L’uomo si presentò, disse un nome a lei ignoto che dimenticò all’istante. Il suo radar prontamente attivato le mandò il messaggio in codice: trattasi di rompicoglioni frustrato.
«Non capisco perché il suo capo non mi abbia mai invitato a presentare uno dei miei romanzi nella sua libreria, ne ho scritti una trentina.»
«In genere sono le case editrici che ci contattano e non viceversa.»
«Figuriamoci, i miei editori sono tutti dei morti di fame, non fanno una riga di pubblicità e barano sui diritti d’autore.»
Emma capì che doveva liberarsi di quel seccatore. Finse di avere una telefonata urgente da fare e fuggì. Si chiuse in bagno. Lo specchio le restituì l’immagine di una donna annoiata. La sua prozia diceva: «A quarant’anni ognuno ha la faccia che si merita». Lei che faccia aveva a sessanta? Non sapeva rispondere, non voleva. Aprì la pochette per rimettere il rossetto, ma poi cambiò idea. Voleva andarsene. Scappare da quello zoo di vanità. Quando uscì, intravide una nota critica che aveva una scuola di scrittura a Milano. La loro era stata antipatia al primo sguardo, quindi, per non doverla salutare, uscì in terrazza e chiese una sigaretta a un allegro gruppetto. Aveva smesso di fumare da dieci anni, ma forse era giunto il momento per ricominciare. La aspirò con lentezza e voluttà. Roma illuminata sembrava un presepe. Presto nelle strade del centro si sarebbero accese le luminarie di Natale. Ebbe l’impulso di gettarsi giù.
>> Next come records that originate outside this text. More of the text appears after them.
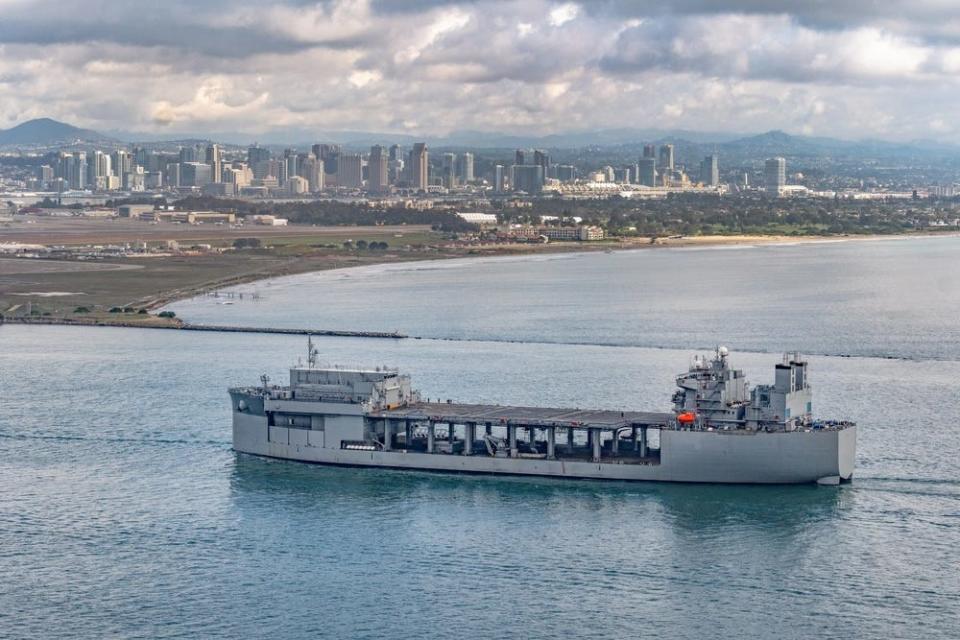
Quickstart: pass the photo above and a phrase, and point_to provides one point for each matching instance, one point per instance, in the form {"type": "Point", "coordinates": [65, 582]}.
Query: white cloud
{"type": "Point", "coordinates": [533, 66]}
{"type": "Point", "coordinates": [563, 14]}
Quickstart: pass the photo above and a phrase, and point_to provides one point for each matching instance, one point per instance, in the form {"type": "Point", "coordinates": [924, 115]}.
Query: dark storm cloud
{"type": "Point", "coordinates": [543, 65]}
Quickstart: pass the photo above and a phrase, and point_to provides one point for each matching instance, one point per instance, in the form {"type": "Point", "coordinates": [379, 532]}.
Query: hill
{"type": "Point", "coordinates": [43, 132]}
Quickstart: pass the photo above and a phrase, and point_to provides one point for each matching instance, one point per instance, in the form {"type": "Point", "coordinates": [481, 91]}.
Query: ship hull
{"type": "Point", "coordinates": [825, 456]}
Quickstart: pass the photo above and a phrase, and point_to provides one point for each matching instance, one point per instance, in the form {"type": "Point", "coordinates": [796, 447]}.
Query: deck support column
{"type": "Point", "coordinates": [469, 433]}
{"type": "Point", "coordinates": [387, 434]}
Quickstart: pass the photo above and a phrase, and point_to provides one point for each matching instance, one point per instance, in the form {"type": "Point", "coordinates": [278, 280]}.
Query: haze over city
{"type": "Point", "coordinates": [292, 69]}
{"type": "Point", "coordinates": [488, 319]}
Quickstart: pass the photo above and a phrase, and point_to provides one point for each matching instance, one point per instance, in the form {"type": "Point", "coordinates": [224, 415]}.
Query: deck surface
{"type": "Point", "coordinates": [532, 416]}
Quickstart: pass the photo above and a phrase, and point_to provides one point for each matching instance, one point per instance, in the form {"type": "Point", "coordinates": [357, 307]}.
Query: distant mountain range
{"type": "Point", "coordinates": [47, 132]}
{"type": "Point", "coordinates": [691, 145]}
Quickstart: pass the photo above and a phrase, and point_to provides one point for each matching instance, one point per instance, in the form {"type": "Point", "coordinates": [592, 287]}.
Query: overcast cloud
{"type": "Point", "coordinates": [850, 69]}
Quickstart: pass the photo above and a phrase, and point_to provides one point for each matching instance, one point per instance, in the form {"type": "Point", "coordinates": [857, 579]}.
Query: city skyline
{"type": "Point", "coordinates": [533, 68]}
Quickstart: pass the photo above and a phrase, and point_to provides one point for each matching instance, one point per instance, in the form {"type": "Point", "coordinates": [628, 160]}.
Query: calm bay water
{"type": "Point", "coordinates": [124, 513]}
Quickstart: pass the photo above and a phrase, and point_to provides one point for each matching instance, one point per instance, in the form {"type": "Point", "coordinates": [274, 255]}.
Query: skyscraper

Spense la sigaretta e vide dai vetri le prime persone congedarsi. Poteva finalmente andare via. Raggiunse i padroni di casa e si profuse in ringraziamenti per la bella festa. Andò in cerca del cappotto e, indossatolo, si avvicinò ad Anna per comunicarle che prendeva un taxi per rientrare. L’amica la guardò costernata, ma non provò a chiederle di rimanere per tornare insieme.
Quando Emma entrò a casa trovò Giulia e Gianluca stravaccati sul divano davanti alla televisione.
«Sei già tornata? La serata non deve essere stata un grande successo.»
«Ce l’ho alle spalle e questo mi sembra già un discreto successo. Buonanotte.»
Crollò sul letto distrutta dalla stanchezza e dalla malinconia.